Dogecoin Surges 78% in 38 Days, Analysts Predict $0.32 Target

Dogecoin has experienced a significant rally, surging by more than 78% over the past 38 days. This impressive performance has led analysts to believe that the cryptocurrency's upward trajectory is more than just a temporary spike. Two independent studies, published on X by chartists Bluntz and TSG, have identified classical continuation structures that remain intact despite Dogecoin peaking at $0.2597 on Sunday. Both analysts agree that the next target for Dogecoin lies in the mid-$0.30s.
Bluntz's analysis, based on a twelve-hour Binance chart, reveals an almost textbook inverse head-and-shoulders pattern that formed in late February and was confirmed in early May. The left shoulder was established in mid-March around $0.142, the head was formed at approximately $0.129 in the first week of April, and the right shoulder completed at the start of May at $0.164. A descending neckline that had capped the price for the past two months intersected around $0.20, breaking through on the heaviest twelve-hour volume cluster since February 2025. This breakout indicates real participation rather than thin-order-book volatility.

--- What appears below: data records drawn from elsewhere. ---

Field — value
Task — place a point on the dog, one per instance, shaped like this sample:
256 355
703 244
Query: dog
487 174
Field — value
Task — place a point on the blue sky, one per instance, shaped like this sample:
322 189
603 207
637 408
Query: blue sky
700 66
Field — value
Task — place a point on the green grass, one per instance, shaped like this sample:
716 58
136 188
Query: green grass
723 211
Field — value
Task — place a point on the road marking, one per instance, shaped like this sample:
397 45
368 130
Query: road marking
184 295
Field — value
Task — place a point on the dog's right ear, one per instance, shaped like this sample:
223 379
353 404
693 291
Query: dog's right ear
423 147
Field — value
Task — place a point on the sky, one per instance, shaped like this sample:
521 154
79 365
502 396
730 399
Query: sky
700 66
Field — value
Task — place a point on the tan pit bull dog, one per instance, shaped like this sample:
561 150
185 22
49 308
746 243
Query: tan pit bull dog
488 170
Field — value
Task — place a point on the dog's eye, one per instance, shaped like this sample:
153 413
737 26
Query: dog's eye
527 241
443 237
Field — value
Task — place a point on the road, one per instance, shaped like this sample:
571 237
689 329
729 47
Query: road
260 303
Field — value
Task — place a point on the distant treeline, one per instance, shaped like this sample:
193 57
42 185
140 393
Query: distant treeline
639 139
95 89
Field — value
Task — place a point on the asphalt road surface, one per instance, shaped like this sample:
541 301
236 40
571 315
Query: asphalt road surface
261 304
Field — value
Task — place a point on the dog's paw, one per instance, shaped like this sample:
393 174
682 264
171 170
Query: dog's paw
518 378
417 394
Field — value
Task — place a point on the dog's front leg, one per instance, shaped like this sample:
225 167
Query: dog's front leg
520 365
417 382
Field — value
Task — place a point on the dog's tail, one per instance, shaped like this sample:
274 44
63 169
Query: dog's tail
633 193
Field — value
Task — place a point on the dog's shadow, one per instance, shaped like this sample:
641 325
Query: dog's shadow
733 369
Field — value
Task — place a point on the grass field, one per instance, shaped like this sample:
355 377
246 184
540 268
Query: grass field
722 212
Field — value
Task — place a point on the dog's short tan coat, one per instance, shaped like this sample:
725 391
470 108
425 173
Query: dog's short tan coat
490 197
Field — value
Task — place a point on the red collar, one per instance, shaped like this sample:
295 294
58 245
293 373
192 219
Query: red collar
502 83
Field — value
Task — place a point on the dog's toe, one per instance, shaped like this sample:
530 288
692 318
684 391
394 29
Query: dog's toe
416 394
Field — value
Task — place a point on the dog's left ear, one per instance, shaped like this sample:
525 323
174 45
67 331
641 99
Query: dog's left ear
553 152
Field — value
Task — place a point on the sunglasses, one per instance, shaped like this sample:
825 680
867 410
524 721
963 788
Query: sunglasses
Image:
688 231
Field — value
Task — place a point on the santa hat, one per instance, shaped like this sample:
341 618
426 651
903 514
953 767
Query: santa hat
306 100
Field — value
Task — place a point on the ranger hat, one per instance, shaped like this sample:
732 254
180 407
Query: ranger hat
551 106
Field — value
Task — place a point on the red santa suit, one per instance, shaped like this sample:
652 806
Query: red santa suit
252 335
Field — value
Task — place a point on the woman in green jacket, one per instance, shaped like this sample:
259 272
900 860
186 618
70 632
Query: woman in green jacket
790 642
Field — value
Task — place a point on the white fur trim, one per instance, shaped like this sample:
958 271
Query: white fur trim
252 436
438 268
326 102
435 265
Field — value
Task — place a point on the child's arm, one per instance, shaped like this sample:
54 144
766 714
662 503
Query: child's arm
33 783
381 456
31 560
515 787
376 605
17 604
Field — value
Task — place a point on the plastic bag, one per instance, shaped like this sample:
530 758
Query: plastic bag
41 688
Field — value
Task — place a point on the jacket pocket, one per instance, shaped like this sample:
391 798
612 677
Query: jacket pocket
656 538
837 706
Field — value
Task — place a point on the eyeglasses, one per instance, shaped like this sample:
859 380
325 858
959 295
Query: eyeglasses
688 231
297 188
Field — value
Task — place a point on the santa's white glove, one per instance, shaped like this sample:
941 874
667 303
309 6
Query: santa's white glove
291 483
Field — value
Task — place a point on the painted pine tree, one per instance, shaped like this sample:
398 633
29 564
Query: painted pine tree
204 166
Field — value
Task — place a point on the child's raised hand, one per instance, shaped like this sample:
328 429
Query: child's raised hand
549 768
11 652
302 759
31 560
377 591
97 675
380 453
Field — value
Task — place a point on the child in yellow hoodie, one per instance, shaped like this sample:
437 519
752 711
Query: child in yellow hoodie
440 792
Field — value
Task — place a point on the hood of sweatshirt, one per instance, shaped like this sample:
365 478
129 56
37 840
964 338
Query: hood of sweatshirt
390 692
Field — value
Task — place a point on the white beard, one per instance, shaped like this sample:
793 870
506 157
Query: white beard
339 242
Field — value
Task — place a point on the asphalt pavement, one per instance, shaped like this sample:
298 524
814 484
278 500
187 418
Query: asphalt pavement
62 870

Following the breakout, Dogecoin's price surged to nearly $0.26 before experiencing a modest pullback to $0.217. The Relative Strength Index (RSI), which briefly touched the oversold area during the breakout, has since cooled to the low-60s. This suggests that overbought conditions have been reset without compromising the bullish structure. The measured-move rule for an inverse head-and-shoulders pattern, which involves the neckline to head depth of roughly eight cents, projects an initial target in the $0.26-$0.28 region, aligning with Bluntz's chart that indicates a target in the low-$0.30s.
TSG's analysis, focusing on the four-hour timeframe, observes a similar impulse consolidating within a descending parallel
spanning $0.22–$0.26, a classic bull flag. On a breakout, TSG assigns a precise target of $0.32928. This outlook is supported by a time projection that anticipates the next decisive move within the coming days. If the flag fails, invalidation would occur on a four-hour close beneath the lower channel boundary near $0.20. Below that, a demand block between roughly $0.16 and $0.21 aligns with the rising trend-line that has supported price action since early April, offering bulls a secondary zone to reload.Combining the insights from both studies, a clear roadmap emerges. If Dogecoin maintains its position above the $0.20 area, the next price target could be the $0.32 region. At the time of writing, Dogecoin was trading near $0.228, hovering near the breakout line of the descending trend channel that has dominated price actions since December last year. The midline of this channel, situated just below $0.20, reinforces the importance of this level for the continuation of the bullish impulse.